SOURCE: Nisen, M. (15 August 2019)"Employers shouldn’t fear expansion of Medicare" (Web Blog Post). Retrieved from https://www.employeebenefitadviser.com/articles/employers-shouldnt-fear-expansion-of-medicare
Cadillac Tax May Finally Be Running Out of Gas
The Cadillac tax - a 40 percent tax on the most generous employer-provided health insurance plans - may be about to change. The Cadillac tax was supposed to take effect in 2018 but has been delayed twice and recently, the House voted to repeal this tax entirely. Read this blog post to learn more about this potential change.
The politics of healthcare are changing. And one of the most controversial parts of the Affordable Care Act — the so-called Cadillac tax — may be about to change with it.
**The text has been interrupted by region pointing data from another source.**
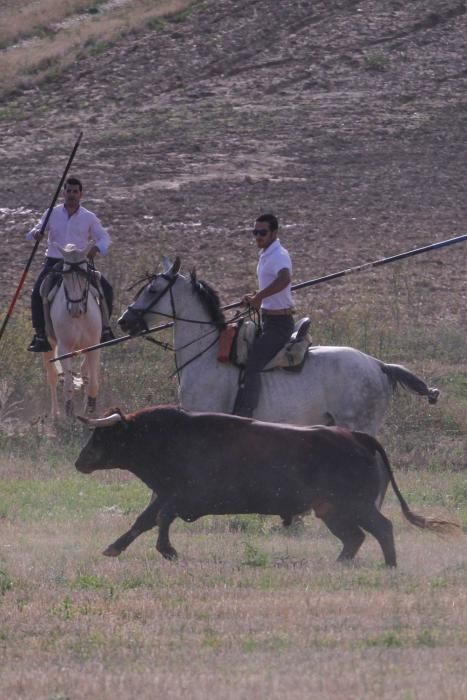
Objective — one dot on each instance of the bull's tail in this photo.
(399, 375)
(436, 525)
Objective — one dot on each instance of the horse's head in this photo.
(154, 297)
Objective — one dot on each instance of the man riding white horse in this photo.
(274, 300)
(69, 223)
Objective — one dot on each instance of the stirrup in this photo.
(39, 344)
(106, 335)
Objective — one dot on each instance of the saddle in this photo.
(236, 341)
(52, 283)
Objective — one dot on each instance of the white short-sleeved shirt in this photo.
(271, 260)
(81, 228)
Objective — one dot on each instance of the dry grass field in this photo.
(348, 120)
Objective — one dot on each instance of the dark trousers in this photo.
(275, 334)
(37, 311)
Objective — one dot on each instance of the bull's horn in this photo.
(101, 422)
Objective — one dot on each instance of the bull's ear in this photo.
(166, 264)
(106, 422)
(171, 269)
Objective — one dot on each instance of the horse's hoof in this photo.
(169, 553)
(91, 405)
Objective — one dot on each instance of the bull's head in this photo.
(104, 445)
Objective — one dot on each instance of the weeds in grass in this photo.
(254, 556)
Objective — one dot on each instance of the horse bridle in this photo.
(171, 279)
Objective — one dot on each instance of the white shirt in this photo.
(80, 228)
(271, 260)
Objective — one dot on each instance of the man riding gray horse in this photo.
(69, 223)
(274, 301)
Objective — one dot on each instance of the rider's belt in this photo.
(277, 312)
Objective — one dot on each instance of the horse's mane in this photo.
(209, 299)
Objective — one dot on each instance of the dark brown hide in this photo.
(212, 464)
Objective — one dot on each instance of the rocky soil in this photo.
(348, 119)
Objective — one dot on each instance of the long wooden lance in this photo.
(39, 238)
(295, 287)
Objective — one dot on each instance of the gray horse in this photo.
(337, 385)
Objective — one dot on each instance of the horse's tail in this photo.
(399, 375)
(437, 525)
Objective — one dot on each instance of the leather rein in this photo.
(171, 279)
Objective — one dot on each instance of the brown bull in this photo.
(217, 464)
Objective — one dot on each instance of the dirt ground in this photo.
(347, 119)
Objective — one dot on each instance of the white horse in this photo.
(77, 323)
(337, 385)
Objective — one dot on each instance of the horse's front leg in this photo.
(67, 383)
(52, 380)
(92, 388)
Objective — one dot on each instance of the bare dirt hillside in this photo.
(348, 119)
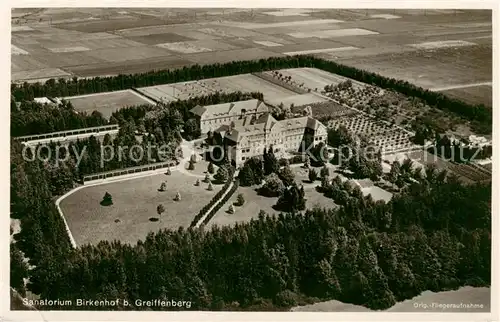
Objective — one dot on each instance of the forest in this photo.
(434, 235)
(479, 115)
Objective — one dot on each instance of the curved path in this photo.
(187, 150)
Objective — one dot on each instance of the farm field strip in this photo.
(44, 73)
(68, 49)
(251, 83)
(472, 95)
(385, 16)
(317, 51)
(18, 51)
(108, 102)
(334, 33)
(247, 25)
(289, 12)
(438, 89)
(442, 44)
(316, 78)
(267, 43)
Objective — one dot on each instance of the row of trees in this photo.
(431, 236)
(225, 174)
(29, 117)
(476, 113)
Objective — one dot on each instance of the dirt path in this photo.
(438, 89)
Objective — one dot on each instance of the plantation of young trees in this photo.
(479, 115)
(434, 235)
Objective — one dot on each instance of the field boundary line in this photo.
(95, 94)
(446, 88)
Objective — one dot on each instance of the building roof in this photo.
(265, 123)
(228, 109)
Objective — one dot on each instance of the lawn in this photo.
(134, 203)
(254, 202)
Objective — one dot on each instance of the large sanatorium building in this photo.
(247, 128)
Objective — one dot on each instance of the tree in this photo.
(307, 162)
(240, 200)
(287, 176)
(292, 199)
(222, 174)
(313, 175)
(273, 186)
(107, 200)
(160, 209)
(246, 176)
(210, 168)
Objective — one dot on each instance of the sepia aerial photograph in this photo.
(251, 159)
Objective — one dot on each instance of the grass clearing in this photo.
(473, 95)
(255, 203)
(106, 103)
(134, 203)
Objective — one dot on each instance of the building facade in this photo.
(211, 117)
(247, 137)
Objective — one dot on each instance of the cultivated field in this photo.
(244, 83)
(434, 68)
(107, 103)
(405, 44)
(134, 203)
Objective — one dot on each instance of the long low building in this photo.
(211, 117)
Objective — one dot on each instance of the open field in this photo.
(377, 40)
(106, 103)
(255, 203)
(134, 203)
(436, 68)
(473, 95)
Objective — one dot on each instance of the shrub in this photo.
(286, 298)
(273, 186)
(240, 200)
(107, 200)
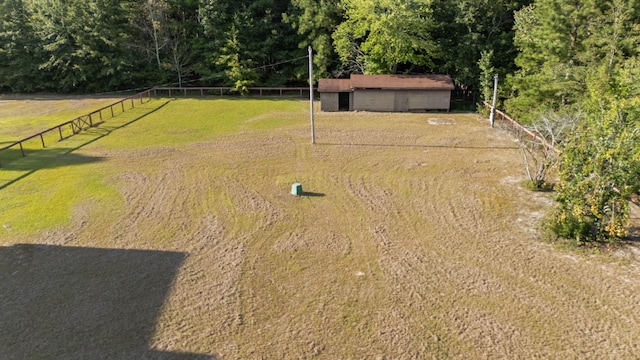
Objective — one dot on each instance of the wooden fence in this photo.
(72, 127)
(94, 118)
(504, 121)
(301, 92)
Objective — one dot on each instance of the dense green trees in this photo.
(106, 45)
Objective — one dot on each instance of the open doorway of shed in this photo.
(343, 101)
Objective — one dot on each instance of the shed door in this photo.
(343, 101)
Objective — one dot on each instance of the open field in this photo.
(169, 233)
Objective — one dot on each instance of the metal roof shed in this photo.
(400, 93)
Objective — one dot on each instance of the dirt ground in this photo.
(414, 239)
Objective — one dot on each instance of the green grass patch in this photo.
(66, 174)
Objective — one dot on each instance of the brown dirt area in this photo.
(419, 242)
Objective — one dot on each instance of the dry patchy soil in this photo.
(414, 239)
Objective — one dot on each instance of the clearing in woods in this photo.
(173, 232)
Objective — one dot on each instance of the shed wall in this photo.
(401, 100)
(427, 100)
(329, 101)
(374, 100)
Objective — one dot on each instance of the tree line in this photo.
(108, 45)
(568, 67)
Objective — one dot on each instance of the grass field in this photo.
(169, 232)
(22, 117)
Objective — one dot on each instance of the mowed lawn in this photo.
(170, 232)
(22, 116)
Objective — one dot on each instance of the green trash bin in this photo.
(296, 189)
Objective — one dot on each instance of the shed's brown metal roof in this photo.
(404, 82)
(334, 85)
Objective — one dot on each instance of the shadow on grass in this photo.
(84, 303)
(53, 157)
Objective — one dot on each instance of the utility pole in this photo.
(495, 98)
(313, 130)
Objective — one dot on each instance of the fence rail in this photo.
(72, 127)
(94, 118)
(220, 90)
(515, 127)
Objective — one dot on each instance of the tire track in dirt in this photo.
(208, 289)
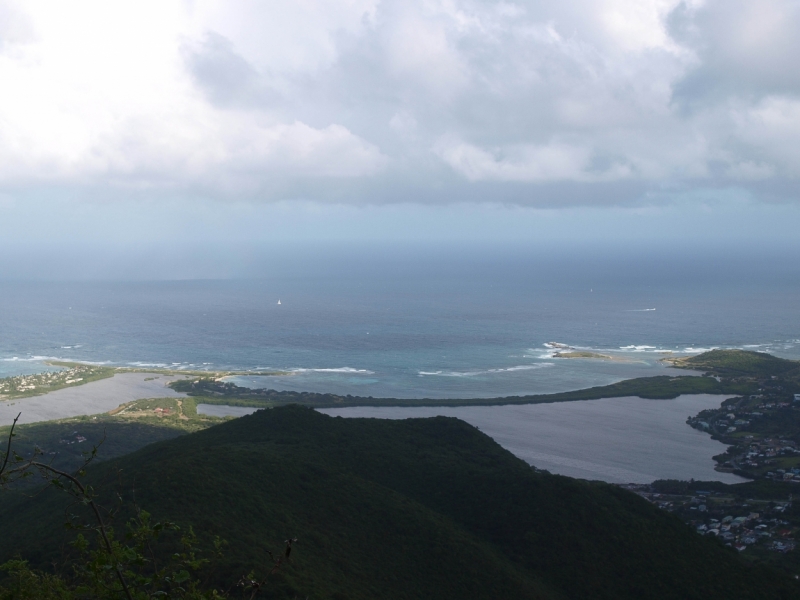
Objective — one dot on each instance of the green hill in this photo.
(740, 363)
(420, 508)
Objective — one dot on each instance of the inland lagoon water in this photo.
(618, 440)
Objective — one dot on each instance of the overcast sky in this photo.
(399, 119)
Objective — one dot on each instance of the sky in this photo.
(155, 128)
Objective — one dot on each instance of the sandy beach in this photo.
(92, 398)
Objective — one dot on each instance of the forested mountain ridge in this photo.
(421, 508)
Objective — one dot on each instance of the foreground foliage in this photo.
(422, 508)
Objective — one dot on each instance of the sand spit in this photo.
(92, 398)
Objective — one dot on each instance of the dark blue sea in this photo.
(463, 322)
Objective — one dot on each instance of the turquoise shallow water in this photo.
(415, 325)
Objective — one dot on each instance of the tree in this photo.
(143, 564)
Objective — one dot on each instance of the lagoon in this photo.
(618, 440)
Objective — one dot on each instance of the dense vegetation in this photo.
(422, 508)
(740, 363)
(661, 387)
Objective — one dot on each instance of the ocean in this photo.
(416, 324)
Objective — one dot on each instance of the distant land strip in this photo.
(662, 387)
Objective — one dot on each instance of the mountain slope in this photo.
(420, 508)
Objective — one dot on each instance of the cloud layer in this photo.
(370, 101)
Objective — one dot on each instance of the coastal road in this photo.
(89, 399)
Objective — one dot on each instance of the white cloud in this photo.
(246, 98)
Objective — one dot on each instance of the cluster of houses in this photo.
(739, 524)
(21, 384)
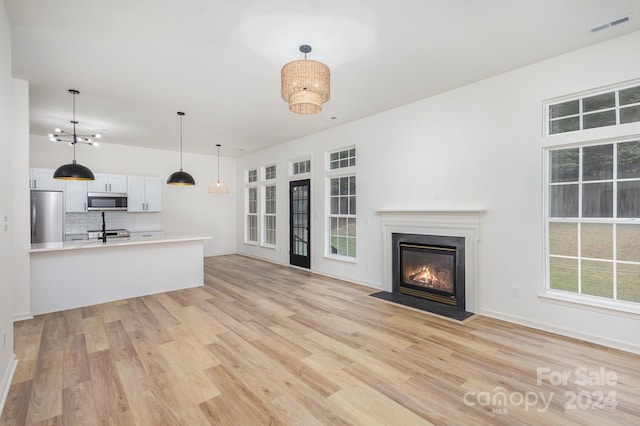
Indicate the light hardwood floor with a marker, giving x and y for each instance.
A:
(266, 344)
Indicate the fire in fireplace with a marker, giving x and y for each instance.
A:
(429, 267)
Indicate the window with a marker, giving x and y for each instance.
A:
(301, 167)
(611, 108)
(593, 233)
(342, 203)
(342, 159)
(252, 175)
(252, 215)
(270, 214)
(269, 172)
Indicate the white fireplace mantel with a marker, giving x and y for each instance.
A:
(454, 223)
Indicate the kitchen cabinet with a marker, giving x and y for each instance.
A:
(145, 193)
(43, 179)
(108, 183)
(75, 196)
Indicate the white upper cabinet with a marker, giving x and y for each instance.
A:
(108, 183)
(145, 194)
(43, 179)
(75, 196)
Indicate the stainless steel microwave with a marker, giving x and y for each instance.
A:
(106, 201)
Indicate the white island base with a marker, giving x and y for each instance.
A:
(66, 276)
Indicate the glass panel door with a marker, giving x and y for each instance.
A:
(299, 223)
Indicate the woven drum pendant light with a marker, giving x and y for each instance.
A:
(305, 84)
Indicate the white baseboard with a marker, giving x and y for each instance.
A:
(315, 271)
(6, 381)
(23, 316)
(576, 334)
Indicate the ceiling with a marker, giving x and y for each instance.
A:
(137, 62)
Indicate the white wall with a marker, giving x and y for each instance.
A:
(20, 198)
(477, 147)
(185, 210)
(7, 358)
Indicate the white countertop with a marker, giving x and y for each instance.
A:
(96, 244)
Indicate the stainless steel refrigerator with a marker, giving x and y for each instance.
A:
(47, 216)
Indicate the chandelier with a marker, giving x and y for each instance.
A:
(305, 84)
(73, 170)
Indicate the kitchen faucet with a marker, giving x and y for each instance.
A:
(104, 230)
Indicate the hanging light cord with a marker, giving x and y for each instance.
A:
(74, 122)
(218, 163)
(181, 140)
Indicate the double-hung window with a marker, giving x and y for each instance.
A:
(593, 221)
(342, 204)
(251, 206)
(269, 206)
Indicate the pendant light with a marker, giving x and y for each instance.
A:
(305, 84)
(218, 187)
(181, 177)
(73, 170)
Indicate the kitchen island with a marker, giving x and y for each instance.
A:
(74, 274)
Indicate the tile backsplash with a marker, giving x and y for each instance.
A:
(79, 223)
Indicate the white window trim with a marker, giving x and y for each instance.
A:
(330, 174)
(264, 214)
(596, 133)
(566, 298)
(246, 176)
(263, 178)
(247, 214)
(299, 176)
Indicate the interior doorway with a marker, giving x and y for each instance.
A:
(300, 223)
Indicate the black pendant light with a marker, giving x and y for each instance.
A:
(73, 170)
(181, 177)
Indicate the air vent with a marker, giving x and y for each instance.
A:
(610, 24)
(598, 28)
(620, 21)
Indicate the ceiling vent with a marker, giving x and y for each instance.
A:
(610, 24)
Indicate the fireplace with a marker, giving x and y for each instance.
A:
(430, 267)
(431, 231)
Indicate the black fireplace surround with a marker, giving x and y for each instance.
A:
(446, 259)
(434, 276)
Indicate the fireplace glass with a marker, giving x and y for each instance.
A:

The Cadillac tax is a 40% tax on the most generous employer-provided health insurance plans — those that cost more than $11,200 for an individual policy or $30,150 for family coverage. It was supposed to take effect in 2018, but Congress has delayed it twice. And the House recently voted overwhelmingly — 419-6 — to repeal it entirely. A Senate companion bill has 61 co-sponsors — more than enough to ensure passage.
The tax was always an unpopular and controversial part of the 2010 health law because the expectation was that employers would cut benefits to avoid paying the tax. But ACA backers said it was necessary to help pay for the law’s nearly $1 trillion cost and help stem the use of what was seen as potentially unnecessary care. In the ensuing years, however, public opinion has shifted decisively, as premiums and out-of-pocket costs have soared. Now the biggest health issue is not how much the nation is spending on healthcare, but how much individuals are.
“Voters deeply care about healthcare still,” said Heather Meade, a spokeswoman for the Alliance to Fight the 40, a coalition of business, labor and patient advocacy groups urging repeal of the Cadillac tax. “But it is about their own personal cost and their ability to afford healthcare.”
Stan Dorn, a senior fellow at Families USA, recently wrote in the journal Health Affairs that the backers of the ACA thought the tax was necessary to sell the law to people concerned about its price tag and to cut back on overly generous benefits that could drive up health costs. But transitions in healthcare, such as the increasing use of high-deductible plans, make that argument less compelling, he said.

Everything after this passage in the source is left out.